• Kim Piekos

Noon Siren Marks Time, Nostalgia for Lake Foresters

By Kim Piekos

Ask any resident, and he or she will tell you there is no doubt when it is noon in town. The siren that sits atop City’s Hall’s tower wails at precisely that moment -- a 124-year-old tradition that residents cherish and count on.

Jay Shlifka, owner of Kiddles Sports in Market Square, takes comfort in the noon siren. “I find it endearing, comforting and a throwback to when times were simpler,” he says. “For that moment in time each day, it can almost feel like everything is ok in the world.”

Superintendent of Public Works Dan Martin stands with the siren that sounds each day at noon, a tradition which sets Lake Forest apart from other towns.

Lifelong resident Tom Swarthout recalls the role of the siren in his childhood. “Growing up here while playing Little League, we all scrambled to go home for lunch when we heard it.”

And Lake Forest history expert Art Miller notes, “It’s a helpful marker of time during the day.”

The siren’s history is closely intertwined with that of the city’s fire department. Shortly after the municipal water system was installed in 1890, a 10-man volunteer brigade fought fires using a horse-drawn hose wagon that was eventually housed at City Hall. In 1898, a fire bell was placed in the tower of the new City Hall to alert the volunteers to a fire. Firemen hung their hoses to dry in the tower below the bell.
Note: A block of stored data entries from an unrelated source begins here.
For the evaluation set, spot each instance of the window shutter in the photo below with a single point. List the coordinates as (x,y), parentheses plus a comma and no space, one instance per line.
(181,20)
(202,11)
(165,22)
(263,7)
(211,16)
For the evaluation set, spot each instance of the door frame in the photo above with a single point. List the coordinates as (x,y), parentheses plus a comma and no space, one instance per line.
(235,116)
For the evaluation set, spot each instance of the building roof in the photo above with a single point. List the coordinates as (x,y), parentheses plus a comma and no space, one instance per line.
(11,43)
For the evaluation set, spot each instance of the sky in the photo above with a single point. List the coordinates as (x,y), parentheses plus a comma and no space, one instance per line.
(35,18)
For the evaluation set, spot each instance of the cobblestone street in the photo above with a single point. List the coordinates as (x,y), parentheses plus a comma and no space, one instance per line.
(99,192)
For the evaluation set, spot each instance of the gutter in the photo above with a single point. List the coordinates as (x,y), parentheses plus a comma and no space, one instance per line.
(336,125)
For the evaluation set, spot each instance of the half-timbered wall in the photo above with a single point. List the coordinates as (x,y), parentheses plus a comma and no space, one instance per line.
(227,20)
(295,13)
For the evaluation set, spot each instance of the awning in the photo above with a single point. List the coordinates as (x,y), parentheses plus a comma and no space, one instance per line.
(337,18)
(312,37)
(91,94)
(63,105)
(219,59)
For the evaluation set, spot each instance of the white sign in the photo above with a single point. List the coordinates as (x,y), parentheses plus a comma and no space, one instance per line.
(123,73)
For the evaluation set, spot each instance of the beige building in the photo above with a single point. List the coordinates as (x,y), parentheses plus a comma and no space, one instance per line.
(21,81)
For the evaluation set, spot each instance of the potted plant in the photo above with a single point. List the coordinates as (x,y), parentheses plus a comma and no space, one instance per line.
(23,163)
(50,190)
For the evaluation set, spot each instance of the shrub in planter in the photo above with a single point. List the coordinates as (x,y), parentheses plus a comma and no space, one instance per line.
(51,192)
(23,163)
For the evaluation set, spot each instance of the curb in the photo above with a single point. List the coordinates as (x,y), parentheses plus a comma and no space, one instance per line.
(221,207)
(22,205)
On Armistice Day, marking the end of World War I, so many Lake Foresters flocked to City Hall to ring the fire bell in celebration that the bell cracked and “the pullers at the rope could barely hear it,” according to the Lake Forester.

Many iterations of the city’s fire alarm followed. A steam whistle was installed at a laundry as a temporary fix followed by a heavier and larger bell. Complaints of it being hard to hear if people were inside buildings led to the next option: an electric siren of the “devil whistle” variety. The city adopted the practice of testing the siren every day at noon.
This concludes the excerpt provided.